3. Use `KMeans` clustering to cluster participants into *k* = 3 groups according to the following features: `pclass`, `sex`, `age`, `fare`, `class`, `deck`, and `alone`:
  - Create a separate DataFrame for each group
  - Plot the probability of survival for each group
  - Explore how the group assignments change with other clustering algorithms (e.g., `DBSCAN`, `Birch`)
4. Create a feature vector for each passenger using the following features: `pclass`, `sex`, `age`, `fare`, `class`, `deck`, and `alone`.  Use `PCA` to project each passenger's feature vector onto two dimensions.  Create a scatterplot (component 1 vs. component 2) where each passenger's marker is assigned as follows:
  - *shape*: a circle indicates that the passenger survived; an x indicates that the passenger died
  - *size*: scale the marker sizes to indicate the fare paid by the passenger
  - *color*: yellow = first class; orange = second class; red = third class
5. Explore how the above scatterplot changes using the following dimensionality reduction algorithms: `DictionaryLearning`, `ICA`, `NMF`.

## Superbowl Dataset
6. Train `CategoricalNB` and `SVC` classifiers to predict `brand` from the following attributes: `funny`, `show_product_quickly`, `patriotic`, `celebrity`, `danger`, `animals`, and `use_sex`.  Create a bar graph showing the average classification accuracy (on held-out test data) for each type of classifier, with 95% confidence interval error bars.
7. Create a `dendrogram` showing which brands create similar ads (based on the attributes `funny`, `show_product_quickly`, `patriotic`, `celebrity`, `danger`, `animals`, and `use_sex`).

# Going Rogue...
![going rogue](https://i.gifer.com/origin/4b/4bd1ef2830b4059cc55245e786a01cc9.gif)
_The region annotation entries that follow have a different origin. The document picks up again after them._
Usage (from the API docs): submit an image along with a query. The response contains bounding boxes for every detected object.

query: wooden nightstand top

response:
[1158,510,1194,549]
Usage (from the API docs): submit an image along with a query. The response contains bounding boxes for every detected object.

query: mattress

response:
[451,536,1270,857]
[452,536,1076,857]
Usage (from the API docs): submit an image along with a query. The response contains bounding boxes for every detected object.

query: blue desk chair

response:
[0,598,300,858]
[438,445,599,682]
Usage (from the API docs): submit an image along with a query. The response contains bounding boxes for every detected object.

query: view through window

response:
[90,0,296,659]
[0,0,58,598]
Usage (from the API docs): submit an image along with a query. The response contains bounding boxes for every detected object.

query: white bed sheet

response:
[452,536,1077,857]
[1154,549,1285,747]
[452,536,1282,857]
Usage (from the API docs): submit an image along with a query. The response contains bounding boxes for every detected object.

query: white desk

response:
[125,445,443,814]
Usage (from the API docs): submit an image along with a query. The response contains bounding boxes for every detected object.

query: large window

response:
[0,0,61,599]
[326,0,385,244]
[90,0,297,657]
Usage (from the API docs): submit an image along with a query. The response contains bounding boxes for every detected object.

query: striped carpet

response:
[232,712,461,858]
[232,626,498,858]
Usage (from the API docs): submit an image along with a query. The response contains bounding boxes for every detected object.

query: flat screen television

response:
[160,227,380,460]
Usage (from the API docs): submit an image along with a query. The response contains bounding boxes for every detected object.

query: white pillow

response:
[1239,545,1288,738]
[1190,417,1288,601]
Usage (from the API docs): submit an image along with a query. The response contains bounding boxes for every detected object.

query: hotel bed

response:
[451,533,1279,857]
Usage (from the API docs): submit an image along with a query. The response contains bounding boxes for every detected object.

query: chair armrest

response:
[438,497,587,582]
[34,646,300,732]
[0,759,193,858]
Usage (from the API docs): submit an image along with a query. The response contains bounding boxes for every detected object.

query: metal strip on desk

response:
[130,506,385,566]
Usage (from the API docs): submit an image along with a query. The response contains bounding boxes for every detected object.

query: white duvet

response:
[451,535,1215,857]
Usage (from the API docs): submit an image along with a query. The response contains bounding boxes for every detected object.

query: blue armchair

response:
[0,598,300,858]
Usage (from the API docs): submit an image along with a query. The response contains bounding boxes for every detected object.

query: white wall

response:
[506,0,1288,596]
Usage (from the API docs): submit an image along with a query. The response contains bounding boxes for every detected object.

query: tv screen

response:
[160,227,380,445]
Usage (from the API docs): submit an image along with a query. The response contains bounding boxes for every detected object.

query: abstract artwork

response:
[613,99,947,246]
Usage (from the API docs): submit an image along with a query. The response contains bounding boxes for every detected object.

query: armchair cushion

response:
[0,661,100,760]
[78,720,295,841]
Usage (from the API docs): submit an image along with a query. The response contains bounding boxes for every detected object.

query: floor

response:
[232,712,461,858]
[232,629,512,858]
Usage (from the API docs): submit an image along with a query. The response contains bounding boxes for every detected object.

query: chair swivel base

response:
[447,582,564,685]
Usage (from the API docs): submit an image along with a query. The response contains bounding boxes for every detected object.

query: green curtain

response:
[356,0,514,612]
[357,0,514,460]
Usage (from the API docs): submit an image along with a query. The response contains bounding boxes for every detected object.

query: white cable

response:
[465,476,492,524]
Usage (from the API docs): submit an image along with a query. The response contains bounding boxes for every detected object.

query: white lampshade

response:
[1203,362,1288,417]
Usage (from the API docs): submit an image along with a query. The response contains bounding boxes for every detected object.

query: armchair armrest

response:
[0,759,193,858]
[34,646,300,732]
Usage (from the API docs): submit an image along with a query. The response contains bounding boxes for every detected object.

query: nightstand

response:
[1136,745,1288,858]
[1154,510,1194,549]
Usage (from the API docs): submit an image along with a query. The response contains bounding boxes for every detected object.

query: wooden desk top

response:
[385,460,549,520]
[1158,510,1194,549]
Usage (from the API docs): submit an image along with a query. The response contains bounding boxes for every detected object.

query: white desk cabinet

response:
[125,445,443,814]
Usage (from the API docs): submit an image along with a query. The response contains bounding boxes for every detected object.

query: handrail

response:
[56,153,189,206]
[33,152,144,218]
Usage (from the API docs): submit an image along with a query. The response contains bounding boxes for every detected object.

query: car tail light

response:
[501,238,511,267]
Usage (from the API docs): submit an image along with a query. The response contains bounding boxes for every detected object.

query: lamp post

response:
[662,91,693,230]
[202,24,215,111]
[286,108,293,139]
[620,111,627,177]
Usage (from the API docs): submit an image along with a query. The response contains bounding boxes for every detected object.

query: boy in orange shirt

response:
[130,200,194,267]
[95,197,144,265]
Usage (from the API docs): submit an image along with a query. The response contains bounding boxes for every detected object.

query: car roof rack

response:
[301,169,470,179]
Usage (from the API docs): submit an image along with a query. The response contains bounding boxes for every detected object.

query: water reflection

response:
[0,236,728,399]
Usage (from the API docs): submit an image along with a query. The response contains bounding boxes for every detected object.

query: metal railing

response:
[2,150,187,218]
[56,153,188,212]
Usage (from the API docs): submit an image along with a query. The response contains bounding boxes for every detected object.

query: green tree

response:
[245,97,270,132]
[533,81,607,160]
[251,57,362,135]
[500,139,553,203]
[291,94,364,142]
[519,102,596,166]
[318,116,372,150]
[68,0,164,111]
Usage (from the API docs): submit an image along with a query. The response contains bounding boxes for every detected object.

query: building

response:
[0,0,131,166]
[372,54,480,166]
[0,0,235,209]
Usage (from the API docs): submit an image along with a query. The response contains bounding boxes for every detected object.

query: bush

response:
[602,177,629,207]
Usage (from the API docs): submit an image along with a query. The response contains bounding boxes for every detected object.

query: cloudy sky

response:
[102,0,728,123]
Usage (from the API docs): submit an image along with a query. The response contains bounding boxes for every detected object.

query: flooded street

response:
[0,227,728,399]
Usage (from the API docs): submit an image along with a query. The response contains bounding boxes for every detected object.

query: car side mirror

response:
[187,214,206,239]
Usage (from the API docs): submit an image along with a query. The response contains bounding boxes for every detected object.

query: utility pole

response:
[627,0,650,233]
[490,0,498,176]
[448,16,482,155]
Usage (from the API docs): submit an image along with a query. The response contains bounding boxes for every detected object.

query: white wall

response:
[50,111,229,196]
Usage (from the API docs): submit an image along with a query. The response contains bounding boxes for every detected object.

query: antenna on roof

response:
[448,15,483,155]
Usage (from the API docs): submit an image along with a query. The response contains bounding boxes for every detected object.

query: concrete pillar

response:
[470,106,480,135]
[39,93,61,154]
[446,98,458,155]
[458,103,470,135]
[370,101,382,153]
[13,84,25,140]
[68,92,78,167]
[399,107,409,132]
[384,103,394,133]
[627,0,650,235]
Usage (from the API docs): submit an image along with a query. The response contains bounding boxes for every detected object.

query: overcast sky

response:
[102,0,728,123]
As your final mission, discover or explore something interesting about any of the datasets we've explored, using any of the features of `pandas` and/or `scikit-learn`.

# Concluding thoughts

In attempting these problems, I'm hoping you've taken away a few key things:

1. These libraries are feature-rich and useful for a wide range of applications.  I encourage you to think about how you might use these libraries in your research.
2. Each library has its own "feel" or "style" to it.  The best way to build up intuitions about different libraries is to actually use them, ideally on real datasets, by turning questions about the data into analyses that you can implement using the given library.
3. You'll get used to working with a subset of the functions from each library that you use most.  But for most other functions (and often even for the ones you know), you'll likely find yourself looking up syntax or examples very frequently.  Learning how to find what you want is way more useful and important than attempting to memorize syntax.

We could easily take an entire term digging into any of these libraries.  This course can introduce you to some basic functionality and intuitions, but the "next step" in your learning journey is to learn how to "train yourself" to use these libraries (and others, including libraries that haven't been written yet!) by relying on your intuitions, prior knowledge about coding and other libraries, and any documentation or examples you can track down.